ECB meeting the focus this week

Having both shed around 3 cents against the dollar the previous week, the euro and sterling remained within relatively narrow ranges of around $1.09-$1.10 and $1.3020-$1.3130 respectively last week. They kick off at about $1.0930 and $1.3065 this morning, with EURGBP hovering just above £0.8360. There’s plenty for markets to digest over the coming week. Most notably, the ECB announces its latest interest rate decision on Thursday – it is expected to lower the deposit rate by another 25bps taking it to 3.25% – while economic data scheduled include retail sales and industrial production in the US and wage growth and CPI inflation in the UK.

While US 10-year bond yields continued to nudge higher on Friday, 2-year yields were largely unchanged and finished almost 10bps off Wednesday’s intra-week highs (of around 4%), having risen by circa 50bps over the preceding couple of weeks (the latter an indication of the degree to which the market has recently re-priced expectations for Fed rate cuts). German and UK yields, meanwhile, ended broadly flat on Friday.

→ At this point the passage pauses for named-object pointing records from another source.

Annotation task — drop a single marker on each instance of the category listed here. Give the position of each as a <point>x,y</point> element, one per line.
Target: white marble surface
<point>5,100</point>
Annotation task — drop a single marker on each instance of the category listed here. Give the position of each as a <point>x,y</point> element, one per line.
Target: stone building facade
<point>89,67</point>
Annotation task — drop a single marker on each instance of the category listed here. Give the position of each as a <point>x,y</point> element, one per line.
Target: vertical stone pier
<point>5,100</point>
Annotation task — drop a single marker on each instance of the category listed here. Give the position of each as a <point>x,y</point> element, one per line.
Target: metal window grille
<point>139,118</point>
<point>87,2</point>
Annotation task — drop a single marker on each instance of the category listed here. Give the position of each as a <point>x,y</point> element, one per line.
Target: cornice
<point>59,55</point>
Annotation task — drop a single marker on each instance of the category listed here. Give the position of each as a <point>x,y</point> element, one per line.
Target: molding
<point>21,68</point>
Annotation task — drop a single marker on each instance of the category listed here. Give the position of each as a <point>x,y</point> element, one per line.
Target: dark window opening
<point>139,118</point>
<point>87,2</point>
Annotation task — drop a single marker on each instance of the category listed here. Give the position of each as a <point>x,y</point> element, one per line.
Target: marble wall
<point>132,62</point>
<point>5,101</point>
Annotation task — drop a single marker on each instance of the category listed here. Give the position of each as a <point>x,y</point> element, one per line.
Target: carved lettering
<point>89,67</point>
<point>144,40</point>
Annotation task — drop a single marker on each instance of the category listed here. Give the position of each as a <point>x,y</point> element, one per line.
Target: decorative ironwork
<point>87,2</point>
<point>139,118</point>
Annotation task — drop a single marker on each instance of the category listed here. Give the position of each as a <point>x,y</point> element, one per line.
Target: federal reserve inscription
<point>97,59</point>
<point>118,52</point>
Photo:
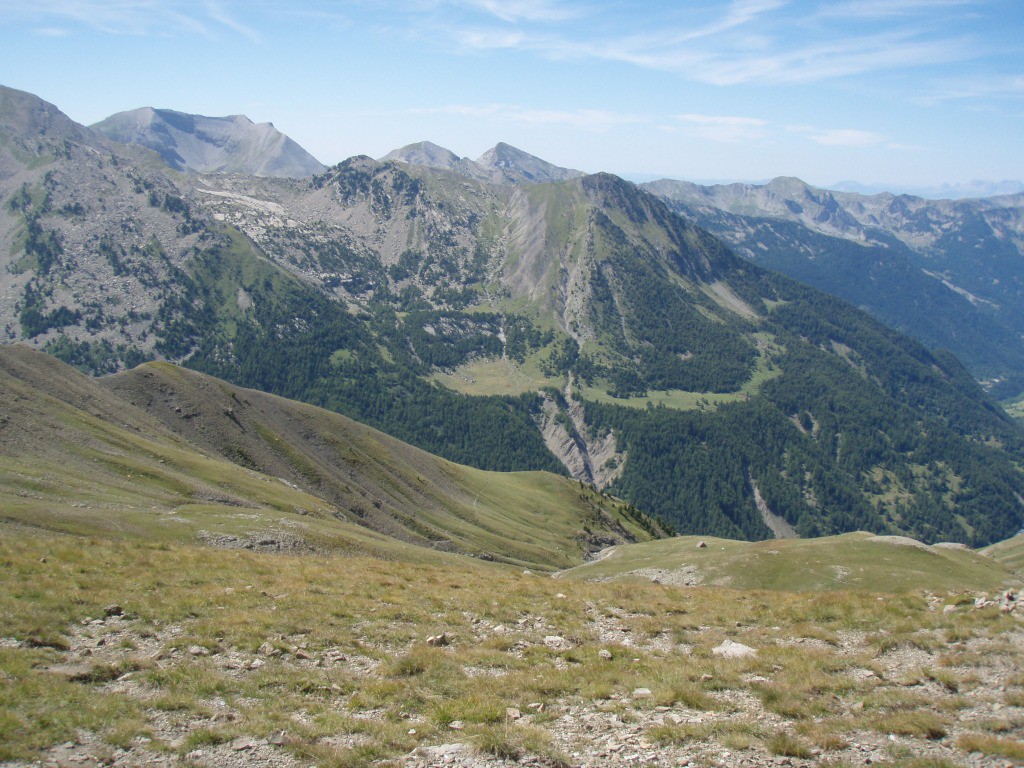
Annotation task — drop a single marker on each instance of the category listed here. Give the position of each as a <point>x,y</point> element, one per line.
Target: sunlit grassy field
<point>134,650</point>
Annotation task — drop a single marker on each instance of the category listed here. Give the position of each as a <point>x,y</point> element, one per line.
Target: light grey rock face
<point>429,155</point>
<point>503,164</point>
<point>515,166</point>
<point>27,115</point>
<point>204,144</point>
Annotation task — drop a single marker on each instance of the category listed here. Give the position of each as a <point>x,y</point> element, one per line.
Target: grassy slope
<point>167,453</point>
<point>851,561</point>
<point>834,672</point>
<point>1010,553</point>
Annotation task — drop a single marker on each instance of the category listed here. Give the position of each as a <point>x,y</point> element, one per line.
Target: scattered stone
<point>279,739</point>
<point>732,649</point>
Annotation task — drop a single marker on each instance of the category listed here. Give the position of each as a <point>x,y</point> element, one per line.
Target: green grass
<point>499,377</point>
<point>373,616</point>
<point>323,480</point>
<point>1010,553</point>
<point>851,561</point>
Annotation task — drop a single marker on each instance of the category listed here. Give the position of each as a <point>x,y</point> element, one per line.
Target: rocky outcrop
<point>204,144</point>
<point>594,460</point>
<point>778,525</point>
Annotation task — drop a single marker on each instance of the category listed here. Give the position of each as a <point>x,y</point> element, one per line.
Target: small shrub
<point>785,744</point>
<point>996,745</point>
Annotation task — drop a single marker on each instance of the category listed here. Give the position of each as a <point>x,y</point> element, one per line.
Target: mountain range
<point>507,314</point>
<point>203,144</point>
<point>944,271</point>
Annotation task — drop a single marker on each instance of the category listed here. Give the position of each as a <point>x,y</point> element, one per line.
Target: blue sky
<point>905,93</point>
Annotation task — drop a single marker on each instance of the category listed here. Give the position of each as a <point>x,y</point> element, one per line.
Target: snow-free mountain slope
<point>205,144</point>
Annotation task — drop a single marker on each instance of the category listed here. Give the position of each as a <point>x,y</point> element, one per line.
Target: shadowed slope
<point>86,456</point>
<point>851,561</point>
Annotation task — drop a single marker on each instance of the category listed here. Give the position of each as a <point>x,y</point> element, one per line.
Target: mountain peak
<point>424,153</point>
<point>509,164</point>
<point>27,115</point>
<point>204,144</point>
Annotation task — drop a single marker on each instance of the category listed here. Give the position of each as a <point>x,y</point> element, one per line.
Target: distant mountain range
<point>532,320</point>
<point>946,271</point>
<point>977,188</point>
<point>501,164</point>
<point>202,144</point>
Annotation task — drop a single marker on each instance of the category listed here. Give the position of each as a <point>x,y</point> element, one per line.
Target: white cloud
<point>130,16</point>
<point>839,136</point>
<point>591,120</point>
<point>887,8</point>
<point>729,129</point>
<point>525,10</point>
<point>751,41</point>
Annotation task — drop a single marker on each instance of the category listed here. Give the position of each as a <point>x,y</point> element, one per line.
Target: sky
<point>902,94</point>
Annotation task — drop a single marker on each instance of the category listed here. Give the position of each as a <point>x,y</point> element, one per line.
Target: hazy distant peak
<point>423,153</point>
<point>211,144</point>
<point>516,166</point>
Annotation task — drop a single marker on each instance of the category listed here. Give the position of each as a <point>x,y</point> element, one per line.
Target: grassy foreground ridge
<point>135,651</point>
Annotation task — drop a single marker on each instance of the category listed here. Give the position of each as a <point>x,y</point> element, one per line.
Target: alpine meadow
<point>428,461</point>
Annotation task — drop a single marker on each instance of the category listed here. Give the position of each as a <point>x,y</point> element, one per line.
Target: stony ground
<point>968,685</point>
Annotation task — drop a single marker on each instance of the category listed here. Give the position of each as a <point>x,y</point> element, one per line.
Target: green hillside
<point>851,561</point>
<point>239,468</point>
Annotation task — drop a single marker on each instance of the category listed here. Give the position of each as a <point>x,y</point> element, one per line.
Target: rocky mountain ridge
<point>945,271</point>
<point>203,144</point>
<point>502,164</point>
<point>446,310</point>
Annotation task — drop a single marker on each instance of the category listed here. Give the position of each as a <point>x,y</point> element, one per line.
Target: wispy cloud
<point>839,136</point>
<point>869,9</point>
<point>756,41</point>
<point>591,120</point>
<point>525,10</point>
<point>129,16</point>
<point>216,11</point>
<point>728,129</point>
<point>972,89</point>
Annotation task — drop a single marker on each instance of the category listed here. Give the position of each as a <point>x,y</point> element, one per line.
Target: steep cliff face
<point>587,455</point>
<point>204,144</point>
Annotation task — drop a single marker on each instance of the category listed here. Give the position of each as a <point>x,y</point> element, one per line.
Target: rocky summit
<point>203,144</point>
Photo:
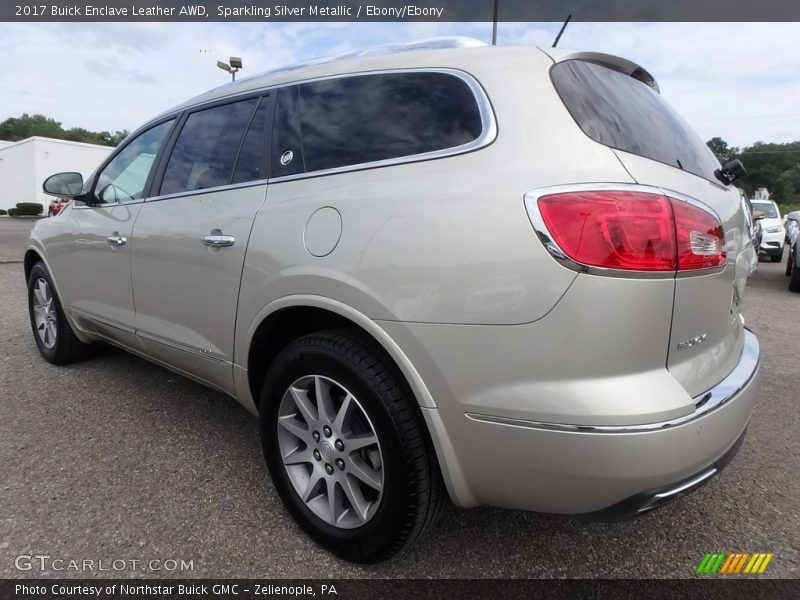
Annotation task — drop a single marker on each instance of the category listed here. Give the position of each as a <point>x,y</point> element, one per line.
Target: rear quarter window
<point>619,111</point>
<point>367,118</point>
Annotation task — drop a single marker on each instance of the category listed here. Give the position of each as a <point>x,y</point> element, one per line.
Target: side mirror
<point>65,185</point>
<point>732,171</point>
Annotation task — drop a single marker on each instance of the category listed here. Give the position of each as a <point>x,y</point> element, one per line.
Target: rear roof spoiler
<point>617,63</point>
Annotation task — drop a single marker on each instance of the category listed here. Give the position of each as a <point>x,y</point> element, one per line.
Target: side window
<point>251,160</point>
<point>287,151</point>
<point>206,148</point>
<point>124,178</point>
<point>365,118</point>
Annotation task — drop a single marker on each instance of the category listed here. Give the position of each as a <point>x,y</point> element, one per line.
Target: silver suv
<point>503,276</point>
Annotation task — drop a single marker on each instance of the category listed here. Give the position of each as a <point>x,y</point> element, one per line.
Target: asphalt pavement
<point>118,459</point>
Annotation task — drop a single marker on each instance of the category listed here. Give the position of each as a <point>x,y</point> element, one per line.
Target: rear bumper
<point>648,500</point>
<point>607,471</point>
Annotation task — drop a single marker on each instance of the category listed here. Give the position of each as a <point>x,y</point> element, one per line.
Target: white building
<point>26,164</point>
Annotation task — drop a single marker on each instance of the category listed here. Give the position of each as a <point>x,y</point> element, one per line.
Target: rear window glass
<point>615,109</point>
<point>206,148</point>
<point>360,119</point>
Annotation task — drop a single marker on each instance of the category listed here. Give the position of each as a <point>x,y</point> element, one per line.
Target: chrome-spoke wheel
<point>330,451</point>
<point>44,313</point>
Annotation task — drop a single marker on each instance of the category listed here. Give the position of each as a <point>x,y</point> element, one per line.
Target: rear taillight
<point>632,230</point>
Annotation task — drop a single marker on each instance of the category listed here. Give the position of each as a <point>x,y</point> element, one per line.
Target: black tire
<point>67,348</point>
<point>413,494</point>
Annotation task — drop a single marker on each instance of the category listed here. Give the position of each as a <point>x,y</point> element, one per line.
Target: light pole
<point>232,68</point>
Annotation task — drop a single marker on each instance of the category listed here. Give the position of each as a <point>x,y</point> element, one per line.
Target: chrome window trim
<point>531,200</point>
<point>219,188</point>
<point>81,205</point>
<point>715,398</point>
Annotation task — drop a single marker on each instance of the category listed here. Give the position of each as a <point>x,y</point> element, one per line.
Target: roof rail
<point>434,43</point>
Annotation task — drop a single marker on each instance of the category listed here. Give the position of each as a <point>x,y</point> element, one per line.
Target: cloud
<point>735,80</point>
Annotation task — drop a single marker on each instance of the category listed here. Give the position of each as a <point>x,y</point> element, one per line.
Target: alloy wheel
<point>330,451</point>
<point>44,313</point>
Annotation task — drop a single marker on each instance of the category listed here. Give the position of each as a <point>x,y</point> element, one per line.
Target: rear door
<point>618,104</point>
<point>190,238</point>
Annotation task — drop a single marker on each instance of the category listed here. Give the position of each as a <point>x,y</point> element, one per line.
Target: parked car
<point>56,206</point>
<point>507,276</point>
<point>773,234</point>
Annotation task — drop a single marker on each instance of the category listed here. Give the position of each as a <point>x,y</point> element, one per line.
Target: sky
<point>738,81</point>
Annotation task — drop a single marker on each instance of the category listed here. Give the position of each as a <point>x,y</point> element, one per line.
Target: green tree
<point>19,128</point>
<point>15,129</point>
<point>721,150</point>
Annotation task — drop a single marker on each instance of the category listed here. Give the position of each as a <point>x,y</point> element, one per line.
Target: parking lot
<point>116,458</point>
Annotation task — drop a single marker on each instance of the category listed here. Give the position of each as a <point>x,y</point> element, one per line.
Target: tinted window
<point>124,178</point>
<point>206,149</point>
<point>617,110</point>
<point>287,152</point>
<point>360,119</point>
<point>251,161</point>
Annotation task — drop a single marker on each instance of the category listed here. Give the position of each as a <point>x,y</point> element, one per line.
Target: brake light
<point>633,230</point>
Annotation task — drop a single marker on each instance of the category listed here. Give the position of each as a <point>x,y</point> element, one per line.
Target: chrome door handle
<point>117,240</point>
<point>218,241</point>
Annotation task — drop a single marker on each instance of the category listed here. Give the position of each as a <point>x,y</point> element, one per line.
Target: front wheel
<point>54,337</point>
<point>346,447</point>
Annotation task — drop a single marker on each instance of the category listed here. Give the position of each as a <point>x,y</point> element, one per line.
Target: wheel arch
<point>288,318</point>
<point>291,317</point>
<point>31,258</point>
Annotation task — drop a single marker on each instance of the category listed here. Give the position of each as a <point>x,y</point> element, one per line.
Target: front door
<point>97,236</point>
<point>190,239</point>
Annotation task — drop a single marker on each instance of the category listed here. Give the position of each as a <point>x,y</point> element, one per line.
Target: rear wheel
<point>54,337</point>
<point>347,449</point>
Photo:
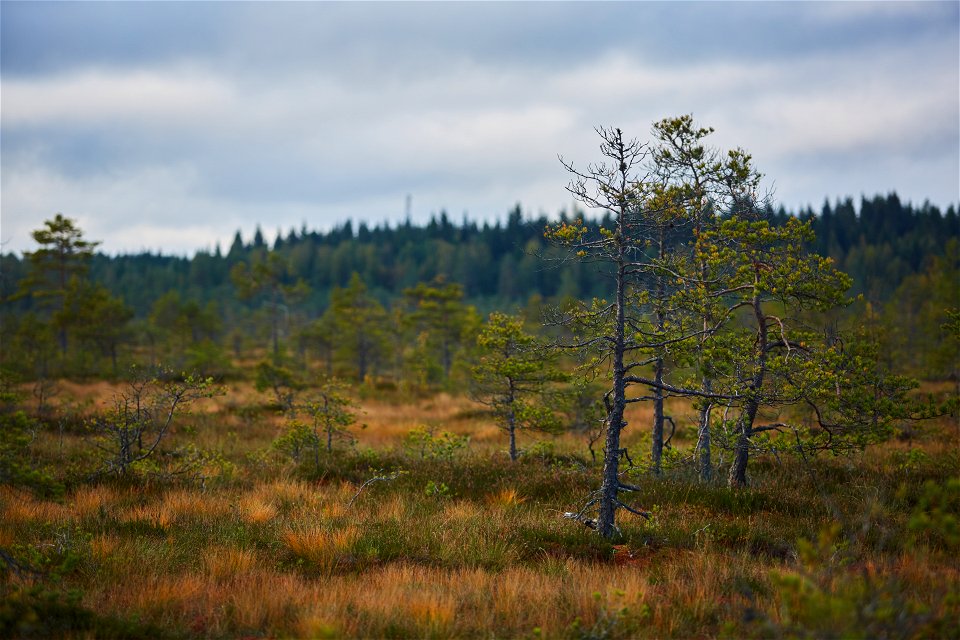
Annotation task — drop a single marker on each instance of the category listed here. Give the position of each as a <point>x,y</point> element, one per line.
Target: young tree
<point>284,383</point>
<point>438,316</point>
<point>100,319</point>
<point>767,273</point>
<point>359,322</point>
<point>601,328</point>
<point>708,185</point>
<point>142,415</point>
<point>512,376</point>
<point>63,254</point>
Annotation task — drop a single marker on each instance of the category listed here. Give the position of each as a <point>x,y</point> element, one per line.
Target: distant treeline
<point>879,244</point>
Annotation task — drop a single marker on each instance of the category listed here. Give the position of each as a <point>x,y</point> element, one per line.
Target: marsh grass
<point>280,551</point>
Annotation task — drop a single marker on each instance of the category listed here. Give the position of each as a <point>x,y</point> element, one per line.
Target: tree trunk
<point>606,517</point>
<point>741,453</point>
<point>657,446</point>
<point>703,438</point>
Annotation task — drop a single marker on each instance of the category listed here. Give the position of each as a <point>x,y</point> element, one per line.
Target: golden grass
<point>21,507</point>
<point>319,547</point>
<point>505,498</point>
<point>91,501</point>
<point>255,510</point>
<point>224,563</point>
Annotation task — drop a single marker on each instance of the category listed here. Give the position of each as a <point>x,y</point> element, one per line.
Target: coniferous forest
<point>676,410</point>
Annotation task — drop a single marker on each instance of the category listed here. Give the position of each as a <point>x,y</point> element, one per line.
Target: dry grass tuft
<point>91,501</point>
<point>225,563</point>
<point>255,510</point>
<point>320,547</point>
<point>505,498</point>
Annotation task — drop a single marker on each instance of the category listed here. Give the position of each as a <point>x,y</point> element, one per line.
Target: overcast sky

In equity markets, European and US stocks ended the week on a positive note with both adding around 0.7% on Friday. Over the weekend, the authorities in China said they will adopt further “stimulus” measures to support their economy, which may help sentiment at the start of this week.

Fed member Logan says “the recent data that we’ve been seeing on inflation has been very welcome,” noting the economy is “strong and stable” and that the central bank should very gradually “chart its way” towards a neutral level of interest rates.

It is quiet on the economic data front today with little or nothing of note scheduled for release. Looking at the remainder of week, the latest labour market and CPI inflation reports in the UK are due tomorrow and Wednesday respectively, while Thursday sees the release of a raft of US data including retail sales, industrial production and jobless claims.